Education is a key component of Ramaswami’s pitch. The high school Ramaswami attended in the district – from which he graduated second in his class – is now majority students of color and 28% Asian.

Ramaswami speaks often about the value of a product of these schools representing the community in the legislature. He can speak authentically and with authority about the somewhat absurd expectations parents in this part of Georgia place on their children’s achievements. Ramaswami is the kid that blows the grading curve.

Up until recently, he also sounded like it.

Constant campaigning has started to scrape the geek off of him, a bit. Conversations with voters and donors – and anyone he can corral – has that effect over time, he said.

“You do it over and over again and then you get better, right?” he said. “Like, I wasn’t good at this when I was starting, but I figured I need to get better at it. I want to actually, you know, serve my community.”

Ramaswami’s campaign has been relentless, even by the heightened standards of swing state politics.
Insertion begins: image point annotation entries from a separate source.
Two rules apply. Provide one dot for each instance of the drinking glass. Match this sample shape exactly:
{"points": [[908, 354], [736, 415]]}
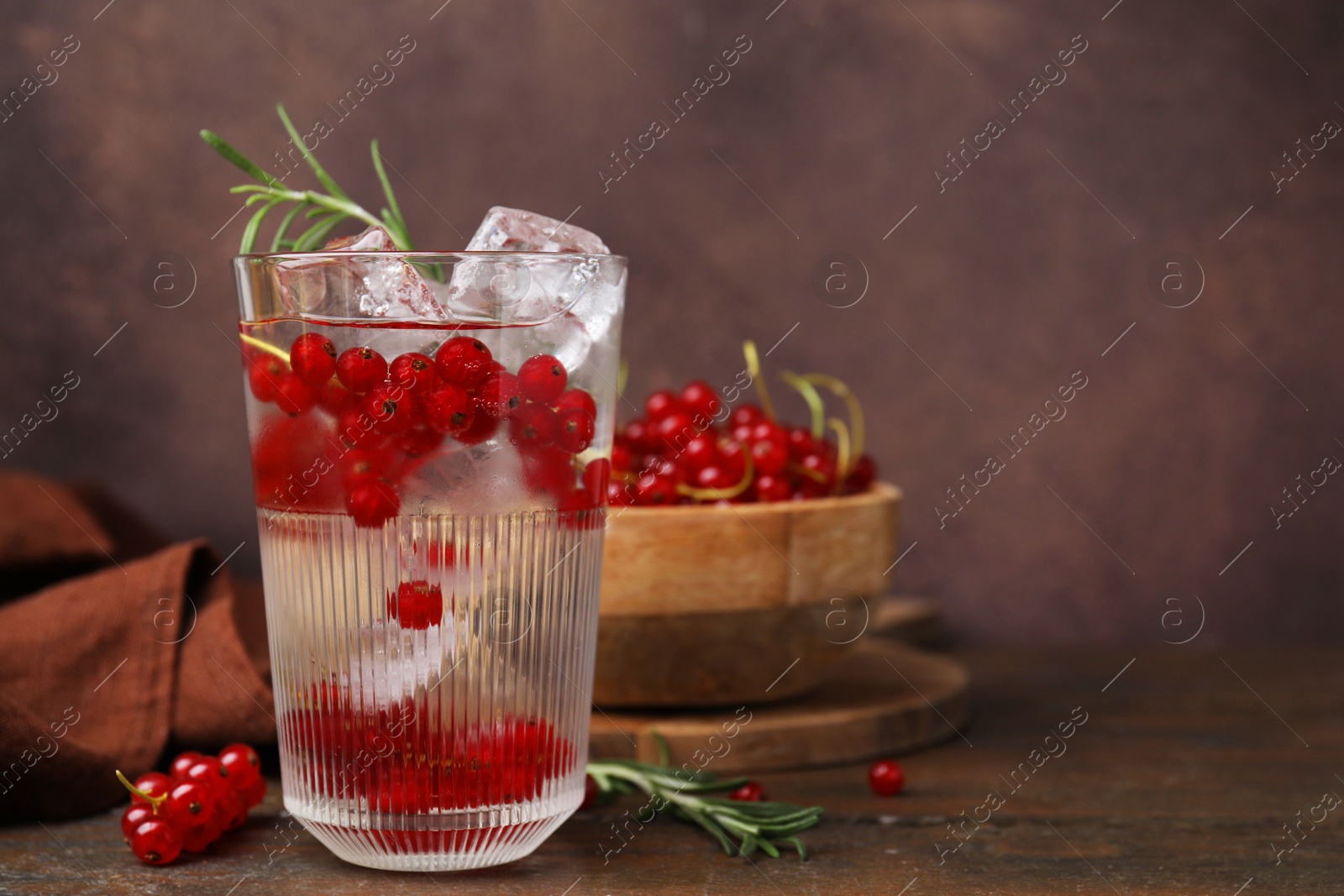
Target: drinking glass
{"points": [[432, 557]]}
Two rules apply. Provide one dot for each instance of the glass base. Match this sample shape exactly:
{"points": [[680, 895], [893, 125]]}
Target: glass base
{"points": [[438, 849]]}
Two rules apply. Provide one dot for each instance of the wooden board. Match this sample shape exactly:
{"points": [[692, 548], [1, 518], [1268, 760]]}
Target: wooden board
{"points": [[882, 699]]}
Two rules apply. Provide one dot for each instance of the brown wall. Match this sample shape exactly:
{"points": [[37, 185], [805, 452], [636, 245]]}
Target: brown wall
{"points": [[1014, 277]]}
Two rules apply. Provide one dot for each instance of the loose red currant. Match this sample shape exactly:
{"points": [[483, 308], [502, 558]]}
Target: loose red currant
{"points": [[769, 457], [190, 804], [156, 841], [575, 430], [210, 773], [886, 778], [749, 793], [293, 396], [656, 490], [152, 783], [448, 409], [242, 762], [313, 358], [533, 426], [589, 792], [660, 403], [360, 369], [136, 815], [417, 605], [414, 372], [542, 378], [463, 360], [701, 399], [596, 477], [499, 394], [773, 488], [264, 376], [373, 503], [575, 398], [391, 407], [746, 416]]}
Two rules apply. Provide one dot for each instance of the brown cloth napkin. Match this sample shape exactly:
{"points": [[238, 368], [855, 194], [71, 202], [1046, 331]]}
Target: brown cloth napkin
{"points": [[101, 669]]}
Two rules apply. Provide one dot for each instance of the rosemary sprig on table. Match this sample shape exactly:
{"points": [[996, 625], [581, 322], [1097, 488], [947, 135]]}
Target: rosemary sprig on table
{"points": [[741, 828], [324, 210]]}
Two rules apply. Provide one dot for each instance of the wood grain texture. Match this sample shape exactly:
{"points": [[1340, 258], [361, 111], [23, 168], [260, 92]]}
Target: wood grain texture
{"points": [[884, 699], [721, 559], [1176, 786]]}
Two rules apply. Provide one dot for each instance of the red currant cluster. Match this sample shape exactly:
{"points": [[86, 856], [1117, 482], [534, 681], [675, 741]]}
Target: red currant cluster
{"points": [[390, 418], [687, 450], [190, 808]]}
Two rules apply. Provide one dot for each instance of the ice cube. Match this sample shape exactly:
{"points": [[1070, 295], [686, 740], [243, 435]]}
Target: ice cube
{"points": [[514, 230], [363, 286]]}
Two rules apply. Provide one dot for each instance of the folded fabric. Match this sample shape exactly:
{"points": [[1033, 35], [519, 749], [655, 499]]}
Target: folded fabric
{"points": [[100, 671]]}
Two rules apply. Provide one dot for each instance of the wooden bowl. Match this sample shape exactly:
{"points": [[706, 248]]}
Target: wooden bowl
{"points": [[707, 606]]}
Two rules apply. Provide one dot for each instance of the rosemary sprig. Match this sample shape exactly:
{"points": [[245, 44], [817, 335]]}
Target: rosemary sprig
{"points": [[741, 828], [326, 211]]}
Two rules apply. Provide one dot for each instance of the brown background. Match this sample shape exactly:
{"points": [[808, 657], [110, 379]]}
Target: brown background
{"points": [[1005, 284]]}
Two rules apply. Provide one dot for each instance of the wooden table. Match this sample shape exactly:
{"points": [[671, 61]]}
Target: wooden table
{"points": [[1180, 781]]}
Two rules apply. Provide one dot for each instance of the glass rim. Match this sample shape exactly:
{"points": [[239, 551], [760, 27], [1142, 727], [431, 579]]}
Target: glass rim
{"points": [[427, 255]]}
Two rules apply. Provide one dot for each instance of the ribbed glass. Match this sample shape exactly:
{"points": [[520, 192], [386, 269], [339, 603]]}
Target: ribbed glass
{"points": [[432, 589]]}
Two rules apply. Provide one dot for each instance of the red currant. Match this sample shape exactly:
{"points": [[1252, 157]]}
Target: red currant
{"points": [[499, 394], [264, 376], [448, 409], [575, 398], [293, 396], [156, 841], [575, 432], [656, 490], [391, 407], [313, 358], [596, 477], [360, 369], [373, 503], [769, 457], [244, 765], [533, 426], [701, 399], [414, 372], [542, 378], [749, 793], [417, 605], [773, 488], [152, 783], [589, 792], [212, 774], [190, 804], [463, 360], [886, 778], [660, 403], [134, 815]]}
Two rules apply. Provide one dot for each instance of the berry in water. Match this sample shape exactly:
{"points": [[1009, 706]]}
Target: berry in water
{"points": [[463, 360], [373, 503], [313, 359], [575, 430], [533, 426], [414, 372], [886, 778], [542, 378], [360, 369]]}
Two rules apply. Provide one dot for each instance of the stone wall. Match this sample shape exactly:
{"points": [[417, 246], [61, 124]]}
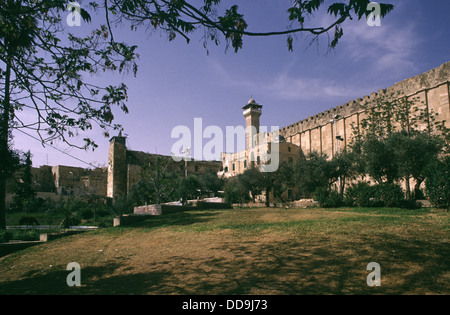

He has become a fixture in public in the north metro area, knocking on doors and showing up to churches and mosques and synagogues and temples and perhaps backyard pool parties and pickup basketball games. That retail politicking has been coupled with an intense social media and digital media campaign, fueled by more than $400,000 in fundraising – more than double that of his opponent.

“I didn’t know him at the time, but the first thing I ever heard about him was from other people who do politics in north Fulton and Johns Creek talking about how often they’re getting texts and campaign emails from him,” said Alex Vanden Heuvel, a 27-year-old political consultant with FTR Political Strategies. “Anytime we bring it up, that’s the first thing out of anybody’s mouth is his digital game, like he’s always in your inbox, always in your texts.”

Sara Henderson, a Georgia-based political consultant, knows Ramaswami and likened the persistence of his campaigning to being sold an extended warranty.

“Every second of the day. It doesn’t turn it off,” she said. “Twenty-four seven. I think that it’s good in a way, to see that excitement and that, like, ‘I’m in it for the right reasons.’ But there’s also some learning that needs to happen about political nuance and knowing the right timing … Sometimes the squeaky wheel gets the grease, but it doesn’t always get the grease it needs.”

But the goal is name recognition, Ramaswami said. His internal polling suggests he is now more recognizable than Still is.

“It has actually been the case for a lot of my career, where I feel like I’m just doing normal things and then somehow that’s, like, 10 times more than what everyone else does,” Ramaswami said. “So, you know, I’m glad that it’s setting a new standard. I don’t feel overworked.”